We integrated 5 distincts functions in E. coli Nissle to build an autonomous, specific and controllable anti-tumor treatment.
We designed our parts according to a preliminary modeling phase to optimize from start our system.
We experimentally and analytically characterized these modules.
We fitted a comprehensive model with our experimental data and are able to assess its performance in silico.
Tumor Sensor
Designed parts rationally, according to a preliminary functioning point search thanks to our model.
Designed and realized the most relevant experiments to precisely characterize our quorum-sensing system.
Designed a hybrid promoter that implements AND-gate logic evaluation of L-lactate and AHL and successfully demonstrated its operation.
Characterized several versions of this hybrid promoter and improved the model of the hybrid promoter from the observed experimental behavior.
Step by step fitting of the most relevant parameters controlling the lactate and bacterial cell density sensing.
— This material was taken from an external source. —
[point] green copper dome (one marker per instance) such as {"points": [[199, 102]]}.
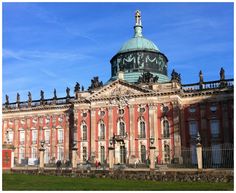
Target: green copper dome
{"points": [[138, 56], [138, 43]]}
Using our model, we could choose the best version of AND-gate such that it is capable of distinguishing lactate levels and bacterial population densities associated with healthy and tumor tissue.
Characterized the expression of a genetically encoded MRI contrast agent bacterioferritin in E. coli Nissle 1917.
Participated in parameter fitting of our model.
Showed that the contrast agent indeed leads to a marked decrease in the MRI signal which demonstrates its usability as an MRI contrast agent in vitro and confirms the potential to use it as an in vivo reporter of tumor sensing.